Obrażenia i pytanie o trotyl
Kolejne zadanie prokuratury, to ustalenie przyczyn katastrofy, m.in. na podstawie widocznych obrażeń.
- Katastrofa lotnicza wygląda w ten sposób, że człowiek się rozgląda i mówi "A gdzie są zwłoki?", "Gdzie są ofiary?". Nie ma ofiar nigdzie i ofiary są wszędzie. Po prostu są rozkawałkowane - mówi prof. Dobosz.
- Będziemy się interesować tymi obrażeniami w miejscach rozdzielenia. Jaki one będą miały przebieg, czy będą strzępiaste, czy będą równe - opisuje z kolei prof. Młodziejowski. Prof. Parafiniuk dodaje, że taka analiza obrażeń pozwala ustalić, w jaki sposób zachowywało się ciało w chwili katastrofy.
- Co się z nim działo, w co mogło uderzyć, w co zostało uderzone, czy zostało uderzone, czy zadziałały jeszcze inne czynniki, o których na przykład wcześniej nie wiedzieliśmy - tłumaczy ekspert.

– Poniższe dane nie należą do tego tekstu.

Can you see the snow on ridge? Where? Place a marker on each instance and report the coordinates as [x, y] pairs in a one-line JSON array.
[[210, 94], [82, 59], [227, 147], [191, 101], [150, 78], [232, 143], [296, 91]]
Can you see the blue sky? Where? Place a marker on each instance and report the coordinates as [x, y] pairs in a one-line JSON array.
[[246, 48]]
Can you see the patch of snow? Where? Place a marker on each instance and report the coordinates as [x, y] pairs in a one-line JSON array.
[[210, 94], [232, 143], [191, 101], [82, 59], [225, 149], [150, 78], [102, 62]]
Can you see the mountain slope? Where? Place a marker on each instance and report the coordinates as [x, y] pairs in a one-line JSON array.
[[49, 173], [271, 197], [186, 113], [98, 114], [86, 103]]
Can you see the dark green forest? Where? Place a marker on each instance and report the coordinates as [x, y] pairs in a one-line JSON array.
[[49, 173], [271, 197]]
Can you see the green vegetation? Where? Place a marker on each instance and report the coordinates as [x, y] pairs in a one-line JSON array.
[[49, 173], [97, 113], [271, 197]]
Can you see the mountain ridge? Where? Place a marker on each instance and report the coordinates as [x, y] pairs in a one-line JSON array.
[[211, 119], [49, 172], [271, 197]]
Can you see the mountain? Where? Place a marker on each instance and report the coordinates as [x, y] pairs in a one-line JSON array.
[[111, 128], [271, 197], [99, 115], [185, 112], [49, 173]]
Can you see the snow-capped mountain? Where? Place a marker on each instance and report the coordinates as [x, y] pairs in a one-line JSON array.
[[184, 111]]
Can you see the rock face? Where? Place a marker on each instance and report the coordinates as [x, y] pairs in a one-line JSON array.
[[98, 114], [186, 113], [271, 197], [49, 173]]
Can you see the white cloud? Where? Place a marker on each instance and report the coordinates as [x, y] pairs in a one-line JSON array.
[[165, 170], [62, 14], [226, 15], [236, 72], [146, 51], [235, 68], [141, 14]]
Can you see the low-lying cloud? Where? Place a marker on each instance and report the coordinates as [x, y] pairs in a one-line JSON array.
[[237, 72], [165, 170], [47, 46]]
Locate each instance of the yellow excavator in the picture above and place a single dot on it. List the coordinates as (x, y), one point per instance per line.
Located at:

Specjaliści zajmą się też pobraniem różnego rodzaju próbek: histopatologicznych, do badań toksykologicznych i badań fizykochemicznych. Tu powraca pytanie o trotyl i jego ewentualną obecność na ciałach ofiar.
- Stwierdzenie jakichś substancji związanych z użyciem broni palnej lub materiałów wybuchowych mogłoby uprawdopodobnić hipotezę zamachu - przyznaje prof. Dobosz. - Ale proszę pamiętać, że lotnisko w Smoleńsku było obszarem frontowym i mogą się tam znajdować resztki materiałów wybuchowych jeszcze z czasów II wojny światowej. W związku z czym samo stwierdzenie materiału wybuchowego to za mało - zastrzega.
Eksperci przestrzegają też przed wyciąganiem innych, pochopnych wniosków - np. obecność pocisków w ciele ofiar może wynikać z tego, że pochodzą one z broni, która wystrzeliła pod wpływem płomieni powstałych po katastrofie.
- Bębenki (uszne) potrafią także pęknąć od hałasu niezwiązanego z wybuchem, a taki pękający, rozpadający się wrak... Ten hałas może być przekraczający wytrzymałość takiej tkanki - mówi prof. Dobosz.
Do końca roku prokuratura planuje przeprowadzić 10 ekshumacji, wszystkie pozostałe - 73 - w przyszłym roku. Całościowe wyniki badający mają przedstawić najpóźniej wiosną 2018 roku.